On Willie Nelson’s ‘Funny How Time Slips Away,’ she sounds languid, plaintive and insistent in the span of a single verse. On the Stone’s ‘Paint It Black’ she’s brooding and defeated. On Petty’s ‘Wildflowers’ she’s casually sweet and open. On Chuck Berry’s ‘Run Rudolph Run,’ she sounds like she's having as much fun being a part of the brand-new arrangement as we're having hearing it. 

While the emotional range expressed over the course of all 76 new songs extends well beyond these examples, Williams is that much more compelling because her vocal range remains consistent throughout.
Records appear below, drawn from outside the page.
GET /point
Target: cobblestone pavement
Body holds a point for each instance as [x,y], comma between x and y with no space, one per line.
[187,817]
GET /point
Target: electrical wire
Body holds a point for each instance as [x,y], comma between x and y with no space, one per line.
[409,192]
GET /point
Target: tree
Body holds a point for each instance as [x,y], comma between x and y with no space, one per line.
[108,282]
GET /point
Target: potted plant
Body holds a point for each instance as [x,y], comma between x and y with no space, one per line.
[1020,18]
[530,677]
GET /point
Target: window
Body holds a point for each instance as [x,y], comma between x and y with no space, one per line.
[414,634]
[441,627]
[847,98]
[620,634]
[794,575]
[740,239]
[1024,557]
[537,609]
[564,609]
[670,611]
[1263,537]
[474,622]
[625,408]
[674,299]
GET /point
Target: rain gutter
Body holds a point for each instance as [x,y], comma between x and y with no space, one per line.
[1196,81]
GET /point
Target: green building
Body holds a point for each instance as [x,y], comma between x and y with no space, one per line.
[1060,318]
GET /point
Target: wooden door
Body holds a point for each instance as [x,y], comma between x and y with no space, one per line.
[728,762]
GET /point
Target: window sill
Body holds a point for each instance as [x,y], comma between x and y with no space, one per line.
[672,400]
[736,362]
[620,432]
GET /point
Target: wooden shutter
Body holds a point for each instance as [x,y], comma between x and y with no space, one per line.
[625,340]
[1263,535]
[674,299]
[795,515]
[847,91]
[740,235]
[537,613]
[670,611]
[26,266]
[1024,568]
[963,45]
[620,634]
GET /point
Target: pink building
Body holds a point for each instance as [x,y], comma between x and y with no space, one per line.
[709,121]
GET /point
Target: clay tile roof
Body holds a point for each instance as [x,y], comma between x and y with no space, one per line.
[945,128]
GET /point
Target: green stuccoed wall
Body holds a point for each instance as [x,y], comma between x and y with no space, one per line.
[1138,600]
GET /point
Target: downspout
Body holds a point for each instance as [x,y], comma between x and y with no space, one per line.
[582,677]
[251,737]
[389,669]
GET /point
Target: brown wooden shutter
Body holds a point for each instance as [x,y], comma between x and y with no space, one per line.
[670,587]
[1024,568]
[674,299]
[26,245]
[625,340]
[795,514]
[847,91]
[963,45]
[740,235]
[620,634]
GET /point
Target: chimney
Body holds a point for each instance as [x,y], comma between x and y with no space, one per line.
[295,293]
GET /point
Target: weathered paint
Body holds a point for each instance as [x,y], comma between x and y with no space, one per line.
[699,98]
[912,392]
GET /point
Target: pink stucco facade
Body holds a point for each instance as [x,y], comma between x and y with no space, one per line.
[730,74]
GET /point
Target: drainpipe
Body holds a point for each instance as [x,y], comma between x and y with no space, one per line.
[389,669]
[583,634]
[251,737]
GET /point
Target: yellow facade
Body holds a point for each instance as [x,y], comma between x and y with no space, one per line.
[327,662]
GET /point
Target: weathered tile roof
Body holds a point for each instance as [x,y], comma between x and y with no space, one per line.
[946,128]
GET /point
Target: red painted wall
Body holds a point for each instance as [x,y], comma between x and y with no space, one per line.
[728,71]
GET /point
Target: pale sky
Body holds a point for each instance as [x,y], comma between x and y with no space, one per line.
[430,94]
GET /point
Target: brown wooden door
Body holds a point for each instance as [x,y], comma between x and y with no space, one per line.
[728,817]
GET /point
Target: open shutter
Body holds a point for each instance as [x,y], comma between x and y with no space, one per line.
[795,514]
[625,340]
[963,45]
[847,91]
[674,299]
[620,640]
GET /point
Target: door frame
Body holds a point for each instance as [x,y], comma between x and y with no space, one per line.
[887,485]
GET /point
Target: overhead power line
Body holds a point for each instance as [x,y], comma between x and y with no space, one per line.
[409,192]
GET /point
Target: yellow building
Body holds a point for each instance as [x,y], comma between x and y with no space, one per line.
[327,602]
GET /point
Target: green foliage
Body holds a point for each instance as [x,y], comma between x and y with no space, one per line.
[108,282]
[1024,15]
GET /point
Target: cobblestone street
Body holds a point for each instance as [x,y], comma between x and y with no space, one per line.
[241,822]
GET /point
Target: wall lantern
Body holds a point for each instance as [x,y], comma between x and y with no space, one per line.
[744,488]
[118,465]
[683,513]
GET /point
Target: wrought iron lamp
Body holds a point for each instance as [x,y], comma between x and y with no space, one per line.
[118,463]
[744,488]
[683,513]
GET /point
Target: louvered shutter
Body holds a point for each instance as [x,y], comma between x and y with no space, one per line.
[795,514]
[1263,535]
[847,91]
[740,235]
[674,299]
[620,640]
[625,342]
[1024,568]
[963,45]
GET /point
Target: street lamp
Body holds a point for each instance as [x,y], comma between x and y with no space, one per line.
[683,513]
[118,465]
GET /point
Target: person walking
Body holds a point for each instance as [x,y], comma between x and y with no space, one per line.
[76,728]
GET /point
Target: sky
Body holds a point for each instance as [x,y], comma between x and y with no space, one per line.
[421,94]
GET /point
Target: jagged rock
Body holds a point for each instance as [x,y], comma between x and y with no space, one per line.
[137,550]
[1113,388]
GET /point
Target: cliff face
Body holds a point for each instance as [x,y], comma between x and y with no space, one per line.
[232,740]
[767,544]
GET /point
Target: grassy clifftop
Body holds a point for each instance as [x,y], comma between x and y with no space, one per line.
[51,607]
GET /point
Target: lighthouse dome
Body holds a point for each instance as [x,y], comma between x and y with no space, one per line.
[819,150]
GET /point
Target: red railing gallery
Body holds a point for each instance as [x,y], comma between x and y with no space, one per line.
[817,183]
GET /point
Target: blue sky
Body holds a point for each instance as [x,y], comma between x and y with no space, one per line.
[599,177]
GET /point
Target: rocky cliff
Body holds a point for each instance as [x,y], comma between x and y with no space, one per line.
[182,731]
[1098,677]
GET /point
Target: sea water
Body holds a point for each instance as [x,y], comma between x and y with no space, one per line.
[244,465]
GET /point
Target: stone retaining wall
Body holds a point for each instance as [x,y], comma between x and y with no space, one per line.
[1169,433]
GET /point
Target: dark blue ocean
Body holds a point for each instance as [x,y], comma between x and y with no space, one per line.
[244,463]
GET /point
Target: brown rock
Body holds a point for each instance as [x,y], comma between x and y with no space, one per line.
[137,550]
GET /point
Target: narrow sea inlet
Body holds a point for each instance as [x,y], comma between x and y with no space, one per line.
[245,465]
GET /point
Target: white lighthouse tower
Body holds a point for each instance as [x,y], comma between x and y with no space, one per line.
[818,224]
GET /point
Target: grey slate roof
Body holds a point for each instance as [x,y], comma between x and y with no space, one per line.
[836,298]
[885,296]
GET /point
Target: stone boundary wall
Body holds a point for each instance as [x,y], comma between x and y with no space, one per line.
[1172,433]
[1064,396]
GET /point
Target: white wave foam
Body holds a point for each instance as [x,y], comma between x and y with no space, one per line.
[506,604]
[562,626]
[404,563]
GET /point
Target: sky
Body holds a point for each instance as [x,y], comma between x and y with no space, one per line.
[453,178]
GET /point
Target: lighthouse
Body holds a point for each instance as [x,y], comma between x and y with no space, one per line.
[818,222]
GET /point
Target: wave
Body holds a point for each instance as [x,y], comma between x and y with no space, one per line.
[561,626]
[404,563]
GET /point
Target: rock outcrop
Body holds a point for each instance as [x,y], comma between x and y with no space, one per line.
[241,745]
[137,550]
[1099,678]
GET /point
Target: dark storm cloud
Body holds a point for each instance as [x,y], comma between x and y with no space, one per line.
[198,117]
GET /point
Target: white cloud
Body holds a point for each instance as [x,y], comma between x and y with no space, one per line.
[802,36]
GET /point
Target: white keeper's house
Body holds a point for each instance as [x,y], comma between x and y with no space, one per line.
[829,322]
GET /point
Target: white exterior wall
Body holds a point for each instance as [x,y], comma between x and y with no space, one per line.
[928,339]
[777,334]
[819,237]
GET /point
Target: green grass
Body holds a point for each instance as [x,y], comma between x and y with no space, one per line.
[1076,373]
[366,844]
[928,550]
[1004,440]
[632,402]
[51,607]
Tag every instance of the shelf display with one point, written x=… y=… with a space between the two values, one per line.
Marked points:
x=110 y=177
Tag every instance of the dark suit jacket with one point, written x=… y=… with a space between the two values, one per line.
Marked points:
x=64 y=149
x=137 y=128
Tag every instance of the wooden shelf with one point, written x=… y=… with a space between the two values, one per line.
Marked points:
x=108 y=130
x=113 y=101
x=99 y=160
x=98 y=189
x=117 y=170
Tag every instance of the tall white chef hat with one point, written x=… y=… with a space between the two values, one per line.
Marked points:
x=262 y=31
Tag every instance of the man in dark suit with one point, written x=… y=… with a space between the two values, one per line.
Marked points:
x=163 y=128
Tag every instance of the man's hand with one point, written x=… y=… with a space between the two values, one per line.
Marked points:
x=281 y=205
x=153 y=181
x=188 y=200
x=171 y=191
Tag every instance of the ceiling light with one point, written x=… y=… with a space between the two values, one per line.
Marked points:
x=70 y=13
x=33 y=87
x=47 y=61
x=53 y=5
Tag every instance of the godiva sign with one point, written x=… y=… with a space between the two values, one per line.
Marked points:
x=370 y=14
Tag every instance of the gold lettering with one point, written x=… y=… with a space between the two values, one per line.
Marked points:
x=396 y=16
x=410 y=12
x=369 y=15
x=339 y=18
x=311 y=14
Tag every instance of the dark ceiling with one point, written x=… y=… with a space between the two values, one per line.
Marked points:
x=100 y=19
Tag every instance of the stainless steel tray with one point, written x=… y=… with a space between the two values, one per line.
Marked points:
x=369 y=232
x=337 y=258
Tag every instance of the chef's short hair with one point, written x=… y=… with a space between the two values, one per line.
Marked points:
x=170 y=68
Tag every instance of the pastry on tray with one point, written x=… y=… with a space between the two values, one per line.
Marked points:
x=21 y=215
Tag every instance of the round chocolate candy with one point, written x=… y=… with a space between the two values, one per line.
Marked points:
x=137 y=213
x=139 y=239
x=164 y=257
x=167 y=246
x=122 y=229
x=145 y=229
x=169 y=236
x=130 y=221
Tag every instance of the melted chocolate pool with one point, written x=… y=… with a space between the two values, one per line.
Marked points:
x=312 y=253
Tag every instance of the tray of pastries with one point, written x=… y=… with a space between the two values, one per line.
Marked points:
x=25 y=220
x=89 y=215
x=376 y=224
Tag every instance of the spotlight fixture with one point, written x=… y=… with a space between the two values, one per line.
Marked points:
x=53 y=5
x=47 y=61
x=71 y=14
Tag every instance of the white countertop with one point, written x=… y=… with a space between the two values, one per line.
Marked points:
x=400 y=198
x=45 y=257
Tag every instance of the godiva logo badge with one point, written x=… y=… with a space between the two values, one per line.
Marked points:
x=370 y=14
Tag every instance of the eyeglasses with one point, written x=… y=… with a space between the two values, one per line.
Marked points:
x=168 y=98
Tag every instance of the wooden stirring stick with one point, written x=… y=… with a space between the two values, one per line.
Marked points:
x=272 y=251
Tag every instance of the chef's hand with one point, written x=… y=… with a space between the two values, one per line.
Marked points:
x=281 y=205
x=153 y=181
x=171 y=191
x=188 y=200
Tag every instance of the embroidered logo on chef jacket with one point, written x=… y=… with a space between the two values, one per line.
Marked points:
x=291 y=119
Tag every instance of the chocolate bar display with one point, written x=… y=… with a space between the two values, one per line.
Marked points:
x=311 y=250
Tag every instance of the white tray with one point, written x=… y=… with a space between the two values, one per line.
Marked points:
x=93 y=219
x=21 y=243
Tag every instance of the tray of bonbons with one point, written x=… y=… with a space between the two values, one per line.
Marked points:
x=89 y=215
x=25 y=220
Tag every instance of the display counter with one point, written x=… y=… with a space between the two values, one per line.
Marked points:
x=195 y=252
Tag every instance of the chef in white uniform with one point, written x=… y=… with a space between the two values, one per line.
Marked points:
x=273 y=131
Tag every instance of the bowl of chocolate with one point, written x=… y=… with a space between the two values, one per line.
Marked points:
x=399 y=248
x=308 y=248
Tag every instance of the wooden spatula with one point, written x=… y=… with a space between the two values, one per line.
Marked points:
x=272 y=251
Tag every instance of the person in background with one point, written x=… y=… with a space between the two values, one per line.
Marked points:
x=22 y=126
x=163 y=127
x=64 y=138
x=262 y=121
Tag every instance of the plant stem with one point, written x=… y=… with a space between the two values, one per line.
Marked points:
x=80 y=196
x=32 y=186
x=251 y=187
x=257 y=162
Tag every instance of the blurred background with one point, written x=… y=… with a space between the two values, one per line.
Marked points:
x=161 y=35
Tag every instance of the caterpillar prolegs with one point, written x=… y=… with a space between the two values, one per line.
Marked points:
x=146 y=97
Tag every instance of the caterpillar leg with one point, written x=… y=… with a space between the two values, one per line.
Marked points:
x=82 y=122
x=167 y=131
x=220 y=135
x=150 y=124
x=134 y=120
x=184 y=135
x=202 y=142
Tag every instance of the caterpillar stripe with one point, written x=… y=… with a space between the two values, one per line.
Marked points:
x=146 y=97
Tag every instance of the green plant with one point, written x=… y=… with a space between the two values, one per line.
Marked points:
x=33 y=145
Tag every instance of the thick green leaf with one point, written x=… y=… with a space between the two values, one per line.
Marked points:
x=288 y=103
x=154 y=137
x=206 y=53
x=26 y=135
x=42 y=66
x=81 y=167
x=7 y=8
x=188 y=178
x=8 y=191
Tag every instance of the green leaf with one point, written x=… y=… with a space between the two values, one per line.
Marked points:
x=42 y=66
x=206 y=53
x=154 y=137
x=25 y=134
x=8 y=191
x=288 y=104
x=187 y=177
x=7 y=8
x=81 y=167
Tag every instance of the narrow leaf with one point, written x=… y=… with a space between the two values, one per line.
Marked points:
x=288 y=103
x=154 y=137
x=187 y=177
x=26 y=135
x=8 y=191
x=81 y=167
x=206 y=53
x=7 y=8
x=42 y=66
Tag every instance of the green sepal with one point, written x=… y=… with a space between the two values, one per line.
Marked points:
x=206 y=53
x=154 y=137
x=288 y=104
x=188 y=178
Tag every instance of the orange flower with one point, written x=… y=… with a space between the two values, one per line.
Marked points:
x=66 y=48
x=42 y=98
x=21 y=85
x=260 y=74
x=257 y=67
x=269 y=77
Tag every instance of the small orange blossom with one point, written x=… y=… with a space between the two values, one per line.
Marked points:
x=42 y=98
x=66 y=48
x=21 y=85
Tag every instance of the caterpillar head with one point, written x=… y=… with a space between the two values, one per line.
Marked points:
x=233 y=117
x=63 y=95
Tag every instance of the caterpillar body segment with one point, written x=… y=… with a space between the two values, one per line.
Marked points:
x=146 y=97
There are no distracting vocal excursions, no derivative stylings. There is only Williams, a singular song interpreter. And when she sings, she means it.

Lu's Jukebox was online-only and each concert was conducted with pandemic-era social distancing recommendations in mind. As a result, the albums also serve as documents of music in the time of COVID. With normal avenues of distribution and touring unavailable, the series chronicles how in-studio recording and broadcast performance were sometimes hybridized (and monetized) to great artistic effect.

What must have been considerable production challenges within this context were answered admirably. The sound across all six albums includes a consistently subdued and golden tone. Of course, the sound comes from the singer and the players, but providing the means for such atmospheric cohesion and capturing it over a wide variety of material and with such novel constraints deserves special mention. Impressively, there is both warmth and clarity, but there is neither softening nor sterilizing of the performances.

Edward Abbey wrote, “There is no shortage of water in the desert but exactly the right amount…. There is no lack of water here unless you try to establish a city where no city should be.” Perhaps Williams’ critics should see an analogy. Williams does not work slowly. She works at exactly the right pace to avoid making music where no music should be. This requires remarkable discipline and an integrity from which we all benefit. The result is an unbroken constellation of shimmering albums, a body of work that is now greater by six excellent new collections of songs.